Fig 1 Deux conformations possibles d'un dimère de Glycidol sous-tendus par des liaisons hydrogène, superposées à une image de photoélectrons présentant l'asymétrie dans la distribution angulaire des photoélectrons  (code couleur : bleu(+) pour les régions d'excès d'électrons, et rouge(-) pour les régions de déficit d'électrons).

L'auto-reconnaissance chirale dans la formation de petits agrégats sous-tendus par des liaisons hydrogène de la molécule glycidol (C3H6O2, voir les figures) constitue un prototype précieux pour les études de reconnaissance chirale. La spectrométrie de masse semble offrir une méthode directe pour identifier la taille des agrégats gazeux, mais ces derniers sont susceptibles de se fragmenter après l'ionisation à cause des liaisons relativement faibles. Ceci peut conduire à des indications incorrectes sur la taille des agrégats natifs, bien que les tailles identifiées fournissent tout de même des informations utiles sur la force de liaison des agrégats.

Il existe donc un besoin de disposer d'une sonde chiroptique directe pour les agrégats chiraux. Une telle opportunité est offerte par la technique énantiosélective de Dichroïsme Circulaire de Photoélectrons (PECD), qui détecte l'asymétrie énantiospécifique avant-arrière dans la distribution spatiale des électrons émis suite à l'ionisation par un rayonnement polarisé circulairement. Cette asymétrie est détectée en tant que régions positives/négatives dans une image de photoélectrons formée par la différence entre les distributions électroniques 3D observées par photoionisation dans la lumière en polarisation circulaire gauche et droite (Fig 1). Le PECD est une sonde à longue portée sensible aux structures moléculaires, qui devrait donc être en mesure de dévoiler des informations structurales sur le processus de formation des agrégats.

Dans le cadre d'une collaboration de longue date entre l'Université de Nottingham et l'équipe DESIRS, des chercheurs ont utilisé le spectromètre électron/ion DELICIOUS 2 pour enregistrer des images électroniques en coïncidence avec des agrégats ioniques spécifiques sélectionnés par leur masse et pour des tailles n=1,4. L'expérience PECD quantifie l'asymétrie chirale dans le spectre via un unique paramètre dépendant de l'énergie, b1. Les spectres PECD de l'ion monomère et de l'ion dimère présentent des différences marquées (Fig. 2), qui révèlent les différentes espèces neutres servant de précurseur à ces ions ; les n­-mères d'ordre supérieur ont des spectres assez semblables, ce qui indique que certains dimères observés sont clairement produits par une fragmentation en cascade des n-mères d'ordre supérieur. Les données permettant d'aboutir à cette conclusion ont été obtenues avec une mesure effectuée sous l'énergie d'ionisation adiabatique du monomère. À des énergies de photon si faibles, l'ion monomère observé ne peut être produit directement mais apparaît sous forme de fragment d'agrégats plus gros (qui ont des seuils d'ionisation inférieurs). De manière cruciale, le PECD du « monomère » ne peut être distingué de celui du dimère et du trimère, ce qui indique une parenté neutre commune pour ces agrégats ioniques.

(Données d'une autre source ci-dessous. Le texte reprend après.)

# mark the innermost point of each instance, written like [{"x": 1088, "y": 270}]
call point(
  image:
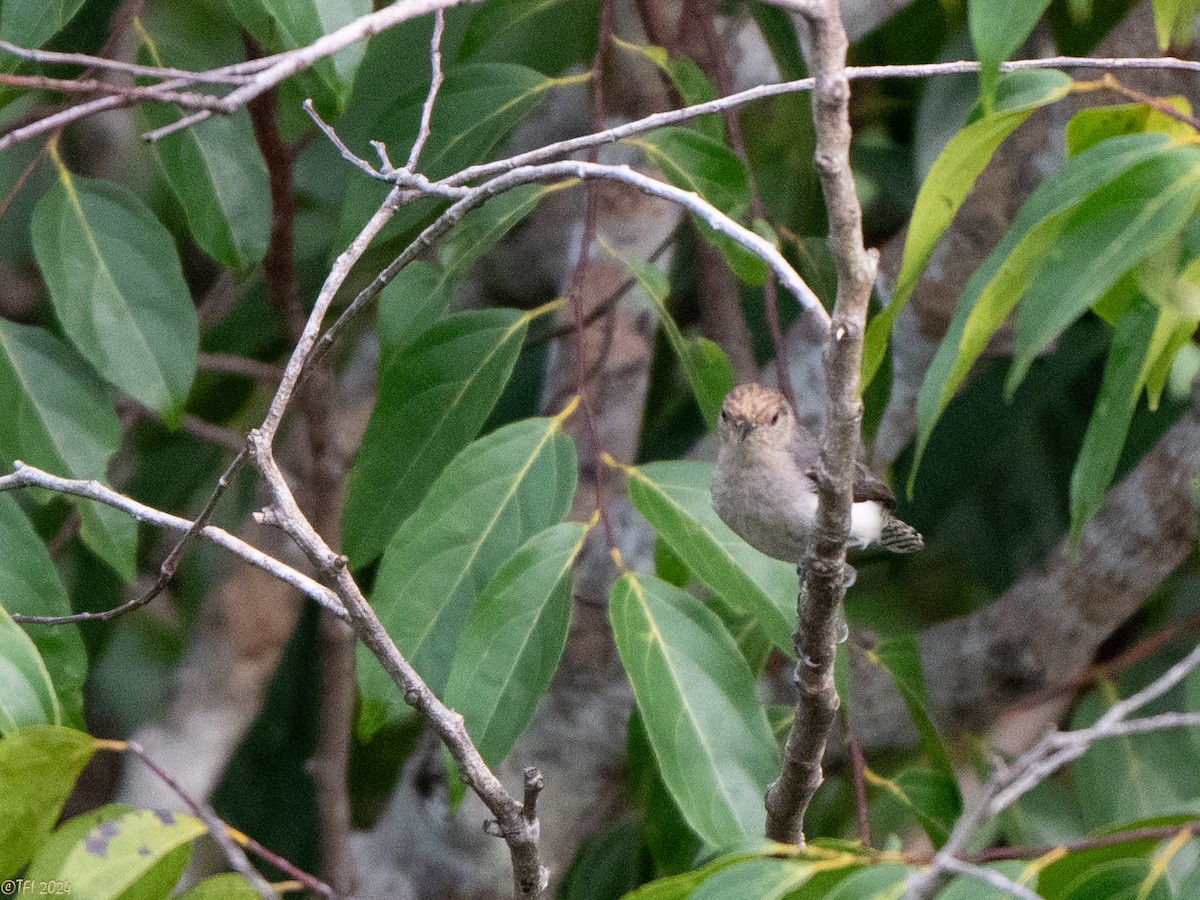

Au-delà de cette remarquable dépendance phénoménologique en m/z du signal PECD, l'étape suivante consistera à utiliser le double spectromètre d'imagerie DELICIOUS3 nouvellement mis en service, qui permettra de filtrer des images électroniques non seulement pour un m/z donné mais aussi pour une libération d'énergie cinétique donnée. Ceci devrait permettre de distinguer les processus de dissociation en cascade et d'obtenir ainsi une véritable sélection par la taille des différents agrégats naissants. Dans le cas particulier du dimère de Glycidol, la valeur du PECD filtrée obtenue devrait donner accès aux informations structurales en termes de configuration du dimère homochiral (la poignée de main moléculaire), par comparaison avec les calculs théoriques de PECD.